英文:
Redefine factor levels and order within groups
问题
以下是您要翻译的内容:
"This is the simple example for illustration.
I want a summary of data presented in a predetermined order. I want to order col2 values depending on col1 values, and also include rows for factor levels within the col1 group that are not in the data (eg using group_by ( ..., .drop=FALSE). Some values in col2 appear in more than col1 group. There is no logic that can be applied to determine the order of col2. You may call it a two-level factor maybe?
For example, my input data could be:
df <- read.table(
header = TRUE,
sep=",",
text = "
col1,col2
Tunnels,Dick
Tunnels,Tom
Tunnels,Tom
Beatles,George
Beatles,Paul
Beatles,Ringo
Beatles,Ringo
UK Artists,Gilbert
"
)
and my required output would be
col1 col2 n
Beatles John 0
Beatles Paul 1
Beatles George 1
Beatles Ringo 2
UK Artists Gilbert 1
UK Artists George 0
Tunnels Tom 2
Tunnels Dick 1
Tunnels Harry 0
The following, of course, does not work
col2_tunnels <- c("Tom", "Dick", "Harry")
col2_beatles <- c("John", "Paul", "George", "Ringo")
col2_artists <- c("Gilbert", "George")
col2_order <- unique(c(col2_tunnels, col2_beatles, col2_artists)) # cannot have duplicates
col1_order <- c("Beatles", "UK Artists", "Tunnels")
df %>% mutate(
col1 = factor(col1, levels = col1_order),
col2 = factor(col2, levels = col2_order)
) %>% group_by(col1, col2, .drop = FALSE) %>% summarise(n = n(), )

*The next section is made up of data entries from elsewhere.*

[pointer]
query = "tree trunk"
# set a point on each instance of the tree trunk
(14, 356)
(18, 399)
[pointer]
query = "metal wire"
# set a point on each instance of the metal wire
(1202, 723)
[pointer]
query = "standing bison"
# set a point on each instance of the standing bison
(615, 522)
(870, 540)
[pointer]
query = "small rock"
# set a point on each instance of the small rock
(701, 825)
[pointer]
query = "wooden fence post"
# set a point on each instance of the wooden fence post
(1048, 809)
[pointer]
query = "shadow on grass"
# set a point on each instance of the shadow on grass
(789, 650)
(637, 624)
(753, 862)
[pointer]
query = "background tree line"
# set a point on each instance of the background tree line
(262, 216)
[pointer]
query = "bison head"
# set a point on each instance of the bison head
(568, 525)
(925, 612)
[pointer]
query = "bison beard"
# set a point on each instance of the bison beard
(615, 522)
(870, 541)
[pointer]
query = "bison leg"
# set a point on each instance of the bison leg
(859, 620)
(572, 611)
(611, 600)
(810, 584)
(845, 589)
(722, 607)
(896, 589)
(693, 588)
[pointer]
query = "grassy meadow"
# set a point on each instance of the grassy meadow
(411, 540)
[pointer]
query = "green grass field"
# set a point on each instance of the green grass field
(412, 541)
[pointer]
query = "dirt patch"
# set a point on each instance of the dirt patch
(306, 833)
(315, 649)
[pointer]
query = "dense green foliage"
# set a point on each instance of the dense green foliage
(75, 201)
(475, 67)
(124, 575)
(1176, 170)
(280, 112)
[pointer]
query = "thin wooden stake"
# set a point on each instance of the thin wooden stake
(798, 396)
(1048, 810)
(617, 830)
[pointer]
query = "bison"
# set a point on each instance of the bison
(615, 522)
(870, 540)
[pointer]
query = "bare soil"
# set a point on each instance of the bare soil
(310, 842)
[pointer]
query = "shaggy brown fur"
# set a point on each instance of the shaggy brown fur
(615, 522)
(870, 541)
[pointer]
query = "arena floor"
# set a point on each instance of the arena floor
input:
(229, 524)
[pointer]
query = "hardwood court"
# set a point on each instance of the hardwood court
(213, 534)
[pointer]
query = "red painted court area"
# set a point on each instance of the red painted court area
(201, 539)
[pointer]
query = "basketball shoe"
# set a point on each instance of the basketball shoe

The only way forward I can see is to split the data by col1 levels and use a named list of vectors defining the factor order for each level of col1. While writing the question I found this worked
col2_fctlist <- list(
Tunnels = c("Tom", "Dick", "Harry"),
Beatles = c("John", "Paul", "George", "Ringo"),
'UK Artists' = c("Gilbert", "George")
)
x <- lapply(col1_order, function(col1grp)
df %>% filter(col1==col1grp) %>%
mutate(col2 = factor(col2, levels = col2_fctlist[[col1grp]])) %>%
group_by(col1, col2, .drop = FALSE) %>%
summarise(n = n(), )
)
do.call(rbind, x)
虽然我已经找到了一个我认为适合我的解决方案,但我仍然发布在这里,以防有人能够提供更好的解决方案?"
英文:
This is the simple example for illustration.
I want a summary of data presented in a predetermined order. I want to order col2 values depending on col1 values, and also include rows for factor levels within the col1 group that are not in the data (eg using group_by ( ..., .drop=FALSE). Some values in col2 appear in more than col1 group. There is no logic that can be applied to determine the order of col2. You may call it a two-level factor maybe?
For example , my input data could be:
df <- read.table(
header = TRUE,
sep=",",
text = "
col1,col2
Tunnels,Dick
Tunnels,Tom
Tunnels,Tom
Beatles,George
Beatles,Paul
Beatles,Ringo
Beatles,Ringo
UK Artists,Gilbert
"
)
and my required output would be
col1 col2 n
Beatles John 0
Beatles Paul 1
Beatles George 1
Beatles Ringo 2
UK Artists Gilbert 1
UK Artists George 0
Tunnels Tom 2
Tunnels Dick 1
Tunnels Harry 0
The following , of course, does not work
col2_tunnels <- c("Tom", "Dick", "Harry")
col2_beatles <- c("John", "Paul", "George", "Ringo")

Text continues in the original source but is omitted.